I used to assume it was close to 100%. Where are these 15% of people who leave the settlements as adults?




The 85% number seems to have been quoted for at least a decade or so, cited in some cases I can find to a 2013 book [1]. Here's a summary via a 2019 open-access book chapter about leaving the Amish [2]:

> Contrary to the persistent myth that they are dying out, the Amish population in North America continues to grow at a rapid pace. Numbering over 330,000 in thirty-one states and four Canadian provinces, the Amish population doubles every twenty years (Young Center 2018; Donnermeyer et al. 2013). While over 60 percent of the Amish still reside in Pennsylvania, Ohio, and Indiana, home to the four largest Amish settlements, population pressures are increasingly resulting in out-migration to areas where land prices are more affordable. Because the Amish do not actively seek converts, this population surge is a result of two major forces—large family sizes and a high retention rate. Though family size differs by affiliation, Amish families still average approximately five children. At the same time, the retention rate is at an all-time high. Fully 85 percent of Amish youth get down on their knees in front of their congregation and pledge to uphold the Ordnung, or unwritten code of conduct, of their local church district (Kraybill, Johnson-Weiner, and Nolt 2013).

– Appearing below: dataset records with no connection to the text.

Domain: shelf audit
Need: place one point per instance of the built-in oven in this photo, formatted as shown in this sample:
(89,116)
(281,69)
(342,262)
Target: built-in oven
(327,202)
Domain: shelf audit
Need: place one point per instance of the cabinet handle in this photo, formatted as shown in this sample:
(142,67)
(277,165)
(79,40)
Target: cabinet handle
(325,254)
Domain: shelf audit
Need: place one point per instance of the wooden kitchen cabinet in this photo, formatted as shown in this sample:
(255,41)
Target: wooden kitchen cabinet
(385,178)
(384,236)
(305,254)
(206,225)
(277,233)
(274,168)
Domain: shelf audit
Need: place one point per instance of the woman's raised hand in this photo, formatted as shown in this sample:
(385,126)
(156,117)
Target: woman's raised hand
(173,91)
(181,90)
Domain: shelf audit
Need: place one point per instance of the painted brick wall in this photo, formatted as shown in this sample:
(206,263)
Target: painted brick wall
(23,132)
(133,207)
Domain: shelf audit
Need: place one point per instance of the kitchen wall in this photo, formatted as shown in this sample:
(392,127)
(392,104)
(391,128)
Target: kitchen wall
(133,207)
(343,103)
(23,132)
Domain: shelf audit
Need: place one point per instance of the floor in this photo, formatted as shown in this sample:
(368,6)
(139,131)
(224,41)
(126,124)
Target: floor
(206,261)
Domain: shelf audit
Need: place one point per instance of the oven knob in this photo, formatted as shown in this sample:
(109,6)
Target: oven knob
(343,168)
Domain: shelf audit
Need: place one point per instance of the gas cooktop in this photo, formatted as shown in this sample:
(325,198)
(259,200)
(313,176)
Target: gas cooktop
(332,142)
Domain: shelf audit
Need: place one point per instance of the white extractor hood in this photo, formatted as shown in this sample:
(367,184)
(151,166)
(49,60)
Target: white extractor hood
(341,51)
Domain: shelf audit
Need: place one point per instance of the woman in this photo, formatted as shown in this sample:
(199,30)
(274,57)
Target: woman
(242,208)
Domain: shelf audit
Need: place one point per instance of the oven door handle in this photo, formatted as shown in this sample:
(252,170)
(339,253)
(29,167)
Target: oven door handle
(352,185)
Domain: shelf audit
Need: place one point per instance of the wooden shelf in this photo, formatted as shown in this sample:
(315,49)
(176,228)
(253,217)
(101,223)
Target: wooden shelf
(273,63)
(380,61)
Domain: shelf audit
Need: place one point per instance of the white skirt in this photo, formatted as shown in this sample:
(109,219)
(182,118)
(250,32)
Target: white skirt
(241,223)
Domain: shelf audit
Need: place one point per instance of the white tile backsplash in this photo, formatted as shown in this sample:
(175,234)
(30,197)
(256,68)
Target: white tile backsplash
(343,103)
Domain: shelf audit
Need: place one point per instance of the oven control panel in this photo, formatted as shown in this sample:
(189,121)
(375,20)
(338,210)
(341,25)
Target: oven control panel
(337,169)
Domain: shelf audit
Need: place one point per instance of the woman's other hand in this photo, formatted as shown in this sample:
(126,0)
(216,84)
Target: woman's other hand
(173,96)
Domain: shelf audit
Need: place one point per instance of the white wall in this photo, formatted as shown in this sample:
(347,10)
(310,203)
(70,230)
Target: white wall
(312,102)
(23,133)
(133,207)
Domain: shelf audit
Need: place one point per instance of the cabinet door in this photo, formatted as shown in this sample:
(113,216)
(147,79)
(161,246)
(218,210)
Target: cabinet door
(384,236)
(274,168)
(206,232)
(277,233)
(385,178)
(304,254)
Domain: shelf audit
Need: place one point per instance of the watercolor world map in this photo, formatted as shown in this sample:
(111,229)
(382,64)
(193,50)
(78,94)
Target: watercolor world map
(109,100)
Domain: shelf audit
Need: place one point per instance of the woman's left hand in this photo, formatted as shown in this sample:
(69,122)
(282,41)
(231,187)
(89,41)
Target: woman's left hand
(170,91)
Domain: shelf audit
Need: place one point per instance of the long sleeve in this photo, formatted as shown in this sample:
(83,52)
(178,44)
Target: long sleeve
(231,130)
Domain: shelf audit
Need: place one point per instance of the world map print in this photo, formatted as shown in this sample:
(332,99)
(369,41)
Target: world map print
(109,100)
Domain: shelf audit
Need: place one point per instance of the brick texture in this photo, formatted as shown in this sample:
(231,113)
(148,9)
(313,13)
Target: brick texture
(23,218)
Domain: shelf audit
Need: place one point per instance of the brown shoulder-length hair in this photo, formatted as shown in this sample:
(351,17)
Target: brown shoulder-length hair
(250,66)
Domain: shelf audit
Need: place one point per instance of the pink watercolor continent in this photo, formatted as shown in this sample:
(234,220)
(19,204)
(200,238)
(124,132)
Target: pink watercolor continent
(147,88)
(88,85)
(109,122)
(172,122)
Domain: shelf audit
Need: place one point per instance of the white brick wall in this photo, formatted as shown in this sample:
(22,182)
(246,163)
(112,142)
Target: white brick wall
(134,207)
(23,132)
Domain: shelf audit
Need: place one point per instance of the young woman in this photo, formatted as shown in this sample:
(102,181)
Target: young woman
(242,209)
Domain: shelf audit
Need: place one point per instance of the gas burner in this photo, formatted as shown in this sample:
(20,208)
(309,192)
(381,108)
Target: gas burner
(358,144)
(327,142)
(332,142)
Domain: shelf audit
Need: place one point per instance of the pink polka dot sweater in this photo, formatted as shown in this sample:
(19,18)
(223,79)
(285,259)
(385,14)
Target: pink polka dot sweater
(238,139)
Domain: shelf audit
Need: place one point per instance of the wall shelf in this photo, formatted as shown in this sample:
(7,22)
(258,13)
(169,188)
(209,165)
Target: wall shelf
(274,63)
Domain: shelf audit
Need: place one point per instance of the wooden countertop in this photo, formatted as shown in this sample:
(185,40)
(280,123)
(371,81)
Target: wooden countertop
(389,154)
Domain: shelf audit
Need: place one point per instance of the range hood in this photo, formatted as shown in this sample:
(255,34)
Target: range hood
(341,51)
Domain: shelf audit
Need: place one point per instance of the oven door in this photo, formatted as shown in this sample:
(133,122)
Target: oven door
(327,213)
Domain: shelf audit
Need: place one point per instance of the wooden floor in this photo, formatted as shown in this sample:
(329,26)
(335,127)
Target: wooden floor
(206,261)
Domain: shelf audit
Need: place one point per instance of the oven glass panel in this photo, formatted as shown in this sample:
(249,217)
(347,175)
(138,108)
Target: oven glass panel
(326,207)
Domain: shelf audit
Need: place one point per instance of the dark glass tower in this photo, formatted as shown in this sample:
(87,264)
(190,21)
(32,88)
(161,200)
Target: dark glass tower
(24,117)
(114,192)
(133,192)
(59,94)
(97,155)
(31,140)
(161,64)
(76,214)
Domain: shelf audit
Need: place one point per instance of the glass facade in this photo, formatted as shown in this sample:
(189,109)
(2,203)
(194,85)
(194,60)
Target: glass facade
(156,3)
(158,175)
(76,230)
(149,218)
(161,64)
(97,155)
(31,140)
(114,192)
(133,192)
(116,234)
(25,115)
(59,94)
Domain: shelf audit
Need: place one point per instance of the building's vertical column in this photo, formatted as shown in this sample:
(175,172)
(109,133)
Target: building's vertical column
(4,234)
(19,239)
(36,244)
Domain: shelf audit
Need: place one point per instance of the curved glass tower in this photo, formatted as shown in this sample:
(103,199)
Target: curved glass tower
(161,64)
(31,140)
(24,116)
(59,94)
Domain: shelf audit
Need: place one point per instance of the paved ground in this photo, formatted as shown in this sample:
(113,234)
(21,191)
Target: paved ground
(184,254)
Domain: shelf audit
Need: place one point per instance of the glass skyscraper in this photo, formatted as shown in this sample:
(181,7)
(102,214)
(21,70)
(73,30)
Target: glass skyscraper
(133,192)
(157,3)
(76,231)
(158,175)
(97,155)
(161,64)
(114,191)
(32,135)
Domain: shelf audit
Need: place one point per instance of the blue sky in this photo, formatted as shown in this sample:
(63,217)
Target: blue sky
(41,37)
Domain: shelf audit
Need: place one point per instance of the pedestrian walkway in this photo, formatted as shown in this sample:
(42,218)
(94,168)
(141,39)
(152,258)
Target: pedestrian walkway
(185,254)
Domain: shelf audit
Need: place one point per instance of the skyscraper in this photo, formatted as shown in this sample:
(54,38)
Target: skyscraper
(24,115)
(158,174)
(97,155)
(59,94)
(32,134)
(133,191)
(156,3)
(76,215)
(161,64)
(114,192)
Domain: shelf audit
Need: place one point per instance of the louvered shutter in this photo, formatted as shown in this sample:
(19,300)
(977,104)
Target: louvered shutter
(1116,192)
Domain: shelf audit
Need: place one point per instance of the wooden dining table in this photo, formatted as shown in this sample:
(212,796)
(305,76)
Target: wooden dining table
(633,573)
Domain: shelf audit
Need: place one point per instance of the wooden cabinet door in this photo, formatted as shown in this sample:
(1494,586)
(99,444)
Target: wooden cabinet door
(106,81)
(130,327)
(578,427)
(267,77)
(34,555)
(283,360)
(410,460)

[1] Kraybill, D.B., Johnson-Weiner, K.M., and Nolt, S.M. (2013). The Amish. The Johns Hopkins University Press.

[2] McConnell, D.L. (2019). Leaving the Amish. In: Handbook of Leaving Religion, ed. D. Enstedt, G. Larsson, T. Mantsinen, pp. 154-163. https://doi.org/10.1163/9789004331471_013


I'm not based in the US, so I'm wondering whether people meet ex-Amish in the general course of their lives? Do they go on to lead otherwise ordinary modern lives and have office jobs?


You pretty much have to go to them as they keep to themselves, so most people don’t run into them organically.

I had a friend in high school whose mother was ex-Amish though. That was kind of interesting. They were just regular folks but it was essentially like her mother had immigrated from the old world and truly left all her family behind. I don’t know if leaving is always a permanent severance from the community but I guess in this case it was.


Some certainly do.

There was an ex-Amish programmer at my current employer's, a few years before I started.


I have met ex-Mennonites whi went on to get university degrees and lead ordinary professional lives.


There are a few on TikTok.


Speaking anecdotally, I’ve known quite a few Amish of various stripes who left and became Mennonites, or joined the “English” world entirely. The Amish aren’t cloistered from the world like monks, so there’s plenty of interactions on the social edges that convince some to leave despite the very strong social pressure against it. One interesting dynamic is that in some areas women are more likely to have “modern” skills — accounting, management, even CAD/CAM expertise — so young Amish women can often find their way in the broader world more easily than men.


Check out the documentary "The Devil's Playground". It profiles some Amish who decide to leave.